My Daily Advertiser Op Ed column for Tuesday 28 April 2020
Green New Deal or Business as Usual?
Recently Reserve Bank Governor Philip Lowe and Treasury Secretary Steven Kennedy addressed the national cabinet. PM Morrison said they made it clear “business as usual when it comes to the policy we had prior to the election will need to be reconsidered on the other side”.
That’s a welcome change from Scotty from Marketing, who had previously touted a quick ‘snap back’ to business as usual.
Nonetheless, it raises the question of what form the new economy would take post COVID-19.
Will it be a continuation of neo-liberalism, which essentially means unregulated capitalism, or something more attuned to the needs of the planet and the welfare of its people?
Two recent newspaper stories clearly showed the two opposing paths open to the government, which in its remaining two years could take either route.
One way forward was a story about Energy Minister Angus Taylor, who is moving ahead with a new program that includes measures designed to prop up coal-fired electricity generators and weaken environmental protections.
I won’t devote any more of my precious column inches to such backward-looking nonsense, but instead focus the story of a much more useful proposal.
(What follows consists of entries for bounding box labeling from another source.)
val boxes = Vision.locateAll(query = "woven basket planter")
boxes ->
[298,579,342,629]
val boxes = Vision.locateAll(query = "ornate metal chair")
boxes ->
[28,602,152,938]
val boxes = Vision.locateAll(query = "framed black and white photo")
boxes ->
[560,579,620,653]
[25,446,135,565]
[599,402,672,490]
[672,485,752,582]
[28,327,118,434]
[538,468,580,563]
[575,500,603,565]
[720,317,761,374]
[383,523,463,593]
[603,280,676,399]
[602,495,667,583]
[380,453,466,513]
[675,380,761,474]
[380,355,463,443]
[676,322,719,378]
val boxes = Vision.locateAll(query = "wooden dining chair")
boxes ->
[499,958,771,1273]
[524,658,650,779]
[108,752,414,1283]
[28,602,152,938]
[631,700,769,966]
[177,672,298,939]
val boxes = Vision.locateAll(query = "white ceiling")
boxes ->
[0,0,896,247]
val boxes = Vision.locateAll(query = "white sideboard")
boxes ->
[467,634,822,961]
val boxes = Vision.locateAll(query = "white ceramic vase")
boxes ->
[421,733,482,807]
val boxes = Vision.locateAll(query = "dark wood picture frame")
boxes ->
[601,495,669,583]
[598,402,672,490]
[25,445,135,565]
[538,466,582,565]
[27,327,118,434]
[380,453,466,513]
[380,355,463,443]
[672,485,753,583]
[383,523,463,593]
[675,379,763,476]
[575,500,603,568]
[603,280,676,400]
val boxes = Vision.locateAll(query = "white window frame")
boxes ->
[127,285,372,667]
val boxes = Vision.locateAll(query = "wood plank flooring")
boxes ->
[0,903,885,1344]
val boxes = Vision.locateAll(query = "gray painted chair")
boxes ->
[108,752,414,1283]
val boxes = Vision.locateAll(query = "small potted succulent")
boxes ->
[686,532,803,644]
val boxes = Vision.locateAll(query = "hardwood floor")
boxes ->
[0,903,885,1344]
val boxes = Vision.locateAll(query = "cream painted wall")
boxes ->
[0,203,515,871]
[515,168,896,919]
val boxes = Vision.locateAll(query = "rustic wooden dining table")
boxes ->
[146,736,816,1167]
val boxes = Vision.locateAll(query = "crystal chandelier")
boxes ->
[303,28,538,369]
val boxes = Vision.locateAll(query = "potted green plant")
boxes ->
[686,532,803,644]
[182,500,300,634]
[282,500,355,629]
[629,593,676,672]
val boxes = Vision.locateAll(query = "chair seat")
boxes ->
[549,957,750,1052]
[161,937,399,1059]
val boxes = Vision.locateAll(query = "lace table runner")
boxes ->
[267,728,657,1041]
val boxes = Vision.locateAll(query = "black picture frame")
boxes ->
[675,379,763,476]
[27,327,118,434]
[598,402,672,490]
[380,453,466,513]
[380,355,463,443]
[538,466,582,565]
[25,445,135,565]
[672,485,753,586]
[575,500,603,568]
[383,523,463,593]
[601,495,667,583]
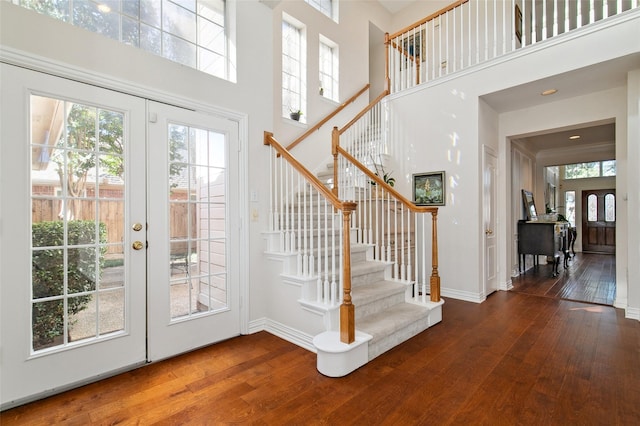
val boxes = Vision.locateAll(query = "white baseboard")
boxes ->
[624,306,640,321]
[249,318,316,353]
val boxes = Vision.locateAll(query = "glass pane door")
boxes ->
[0,65,146,407]
[148,103,240,360]
[30,95,126,353]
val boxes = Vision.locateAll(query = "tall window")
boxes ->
[564,160,616,179]
[319,36,340,102]
[12,0,236,81]
[305,0,338,22]
[282,19,305,117]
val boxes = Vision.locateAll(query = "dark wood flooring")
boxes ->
[0,291,640,426]
[512,253,616,306]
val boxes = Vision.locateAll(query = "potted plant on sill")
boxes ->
[371,163,396,197]
[289,109,302,121]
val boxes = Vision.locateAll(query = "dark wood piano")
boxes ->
[518,220,569,277]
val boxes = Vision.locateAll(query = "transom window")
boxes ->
[305,0,338,22]
[12,0,236,81]
[282,17,305,117]
[319,36,340,102]
[564,160,616,179]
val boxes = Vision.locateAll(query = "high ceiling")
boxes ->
[482,54,640,153]
[378,0,418,13]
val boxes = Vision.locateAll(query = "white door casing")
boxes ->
[482,146,498,297]
[0,64,247,409]
[0,64,146,407]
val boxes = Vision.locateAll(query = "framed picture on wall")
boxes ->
[413,171,446,206]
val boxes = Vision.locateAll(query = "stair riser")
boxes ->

From the Greens, it was a proposal for the Green New Deal, which I have previously mentioned but that now warrants a closer look.
The concept of a Green New Deal originated in the USA. It was taken up by the new young progressive Democrats elected to congress in 2018 and was amplified by Bernie Sanders during his recent presidential nomination campaign. Here in Australia it has been adopted by the Greens and given a specific policy focus.
After the government’s $130 billion JobKeeper legislation had been pushed through Parliament unamended, it was Greens senate leader Larissa Waters who offered an optimistic take on the upheaval Australia is suffering.
“This crisis has highlighted the extent to which Australia’s safety net has been picked away at for 30 years,” she said … In just a few short weeks we’ve seen the beginnings of a stimulus that could set us up for better things and play to our collective strengths … It’s a chance to think how we want this country to go forward, and hope to dream for a better future.”
Greens parliamentary leader Adam Bandt told the Saturday Paper that this is the moment for Australia to be ambitious in its thinking about the recovery.
“I see a debate looming about the pathway out; it will be a choice between blue austerity or green growth,” he says. “The Green New Deal is about borrowing to invest to make more money and grow out of the crisis, versus others who argue the only way is cutting, [which] will only increase the crisis.”
He is confident that a sweeping “government-led plan of investment and action to create a clean economy and a caring society” is still possible – perhaps even more viable in the wake of Covid-19. “A three-decade-old neoliberal rule book has been thrown out the window,” he says.
He often cites the work of economist and former climate change adviser Professor Ross Garnaut, whose recent book Superpower: Australia’s Low-Carbon Opportunity has captured cross-party support for highlighting the prospect that a combination of cheap and abundant renewable energy and low interest rates could revitalise manufacturing in this country and see us exporting clean power to Asia.
In the next month or two, the Greens will announce their recovery plan, ahead of the release of the full Green New Deal policy next year. “Everything will be costed and funded,” Bandt promised.
Just before the Covid-19 shutdown, Bandt began a national tour to promote the Green New Deal, announcing a $28 billion plan to build 500,000 sustainable new homes over the next 15 years, as part of the party’s vision for universal free housing, education and health.
Bandt noted the Morrison government is going to be forced to act under the pressure of the coming downturn. “The government’s going to need to invest even more if we want everyone to have a decent job on the other side of this crisis. Unless the government wants high unemployment to be a permanent feature in Australia, they’re going to have to borrow and invest even more.”